The 44-year-old CEO, known for being calm and direct, says his strategy is clear. Adding more vaccines, drugs and consumer products will help wean Glaxo off its reliance on one or two bestsellers, he said. A large merger or acquisition would threaten to disrupt the company’s own revamped drug research and development operations, Witty said.
“While people are saying now’s the moment to do some M&A, I think that’s a little bit of a trap,” Witty said in a Jan. 8 interview in New York. “You could very quickly distract an organization like GSK which is now settling into quite a good groove in terms of R&D productivity. I’m not into that.”
Witty joined London-based Glaxo in 1985. He describes himself as more impatient and demanding than his predecessor, Jean-Pierre Garnier, who chose him over David Stout, then chief of pharmaceutical operations, and North American division head Chris Viehbacher for the top job in 2007.
“J.P. had a reputation for being a tough guy,” Witty said. “I’m probably more demanding. I’m more impatient for seeing the company achieve and I expect the company to be able to achieve more.”
Still, he says his strategy is long term, a lesson that he learned while tracking lions with a friend in Africa.
“One day the guy said to me, ‘You know, Andrew, you’re going to have to lift your head up here and stop looking at the paw prints,’” Witty said. “Sooner or later, you follow those paw prints, you put your head in the lion’s mouth. You have to look up and see where the lion is.
Where the Lion Is
“Sometimes in business, people get so fixated on the short run, they don’t look up and see where the lion is, where the real big issues are in the marketplace,” Witty said. “That’s what I want to talk to the market about” when Glaxo reports fourth- quarter earnings on Feb. 5.
Investors have given the U.K. drugmaker’s youngest-ever CEO a green light, sending the shares up 11 percent since he took over on May 21. Samuel Isaly, a managing partner at Orbimed Advisers LLC who oversees about $1.34 billion including Glaxo shares, said he agrees with Witty’s emphasis on emerging economies and niche markets to fix a broken business model for pharmaceutical companies.
“Witty is trying to be as visionary as he can,” Isaly said in a telephone interview. “The old model is not working and will not work.”
Last year, the stock was the second-best performer in the 18-member Bloomberg Europe Pharmaceutical Index after U.K. rival AstraZeneca Plc, gaining 0.4 percent.
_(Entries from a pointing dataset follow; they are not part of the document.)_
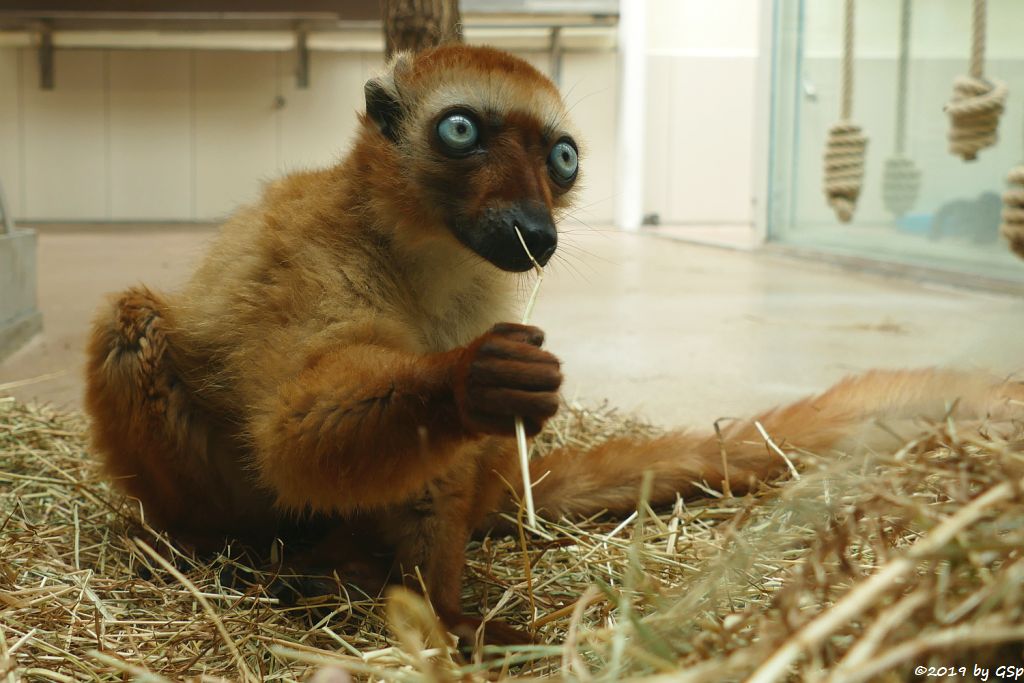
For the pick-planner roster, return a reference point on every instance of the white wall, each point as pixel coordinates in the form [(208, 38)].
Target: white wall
[(702, 60), (190, 134)]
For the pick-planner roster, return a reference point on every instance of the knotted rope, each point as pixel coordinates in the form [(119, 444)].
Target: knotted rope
[(846, 145), (1013, 210), (902, 179), (977, 103)]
The stock gained 13.5 pence, or 1.1 percent, to 1,254.5 pence as of 9:37 a.m. in London trading.
Marathon Runner
In addition to Africa, Witty worked in the U.S. and Asia and ran the European drug division before becoming CEO. The married father of two stays trim by running, and completed his first marathon in London last year.
He spends about half of his time in the U.S., managing the business while seeking a replacement for Viehbacher, who is now CEO of French drugmaker Sanofi-Aventis SA. Witty keeps an apartment in Philadelphia, where Glaxo has one of its U.S. offices. When there, he eats his lunch in the company’s cafeteria so employees can approach him with their concerns.
Since he took the helm in May of Europe’s biggest pharmaceutical maker, Witty created a mergers-and-acquisitions team that he says is now “very active.” Last month Witty paid $36.5 million for Bristol-Myers Squibb Co.’s Pakistan unit after purchasing the New York-based drugmaker’s Egyptian business in October for $210 million.
“You’ll see for sure more activity like that,” Witty said.
Consumer Products
As former director of pharmacy and distribution in the U.K., Witty sees the value of the drugmaker’s global consumer-products channel, which he says is second in size only to Johnson & Johnson’s. That’s led to such purchases as Biotene, a dry-mouth treatment that will be introduced in 50 markets. Biotene is available in a “handful” of countries now, he said.
“We did the same with Breathe Right nasal strips,” he said. “They were in five markets when we bought them, 18 months later they were in 50 markets. There’s no rocket science to that, it’s just an execution-driven strategy.” The consumer business is “really a machine we want to feed.”
He’s also prowling for another purchase like Reliant Pharmaceuticals Inc., the U.S. company Glaxo bought for $1.65 billion in 2007 to gain the heart medicine Lovaza.
“If we see targets like that, we’ll go after that,” he said. “You have to wait for the targets to come along sometimes.”
Bankers are pushing bigger deals, he said.
No No-Brainers
“Every bank in the world comes in with their book of what deal is like a no-brainer for a new CEO to do,” Witty said. “I’m not quite so convinced that there are such great, no- brainer mega-transactions to get done.”
That might change if a competitor pursues a large acquisition, he said. Pfizer Inc., the world’s largest drugmaker, is in talks to acquire Wyeth in a deal that may be valued more than $60 billion, the Wall Street Journal reported today, citing people familiar with the talks.
“If one big company makes a move, I can absolutely imagine that triggering off a series of moves,” Witty said on Jan. 8. “The industry has historically habitually demonstrated its inability to sit on its hands when someone moves. The question is whether somebody big is going to finally pull the trigger.”
UCB Agreement
A deal that size would distract Witty from his efforts to make the company’s research more productive. Glaxo today announced an agreement to buy a range of UCB SA’s marketed products in areas of Africa, the Middle East, Asia Pacific and Latin America for 515 million euros ($661.7 million) in cash.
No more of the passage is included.